Our Race Will Rule Undisputed Over The World is a fabricated speech often cited in antisemitic propaganda, supposedly given by a Rabbi Emanuel Rabinovich. However, both the speech and Rabbi Rabinovich were, like the "Israel Cohen" of A Racial Program for the Twentieth Century, fictitious creations of Eustace Mullins.

The speech was alleged to have been delivered to the "Emergency Council of European Rabbis" in Budapest, Hungary on January 12, 1952. In it Rabinovich outlines a plan for Jews to subjugate the world via a "Third World War". This forgery is taken as evidence for a Jewish plot against gentiles in much the same way as, The Protocols of the Elders of Zion (invoked in the Rabinovich speech), is used as evidence of Jewish global conspiracy.
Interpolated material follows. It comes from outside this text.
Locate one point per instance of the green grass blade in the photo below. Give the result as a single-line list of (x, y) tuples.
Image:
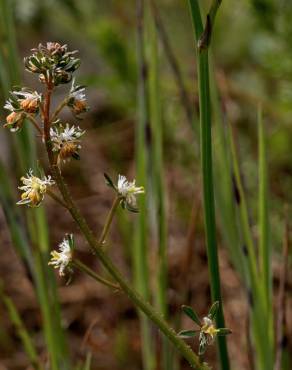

Mullins claimed to have received a copy of the speech from a Bulgarian diplomat defecting from the Communist government. According to Mullins, the diplomat had been hiding in Budapest where he received a copy of the speech, and then escaped to Hamburg, Germany, where he was given Mullins' name. The diplomat then allegedly emigrated to the United States, where he eventually met Mullins and gave him the copy.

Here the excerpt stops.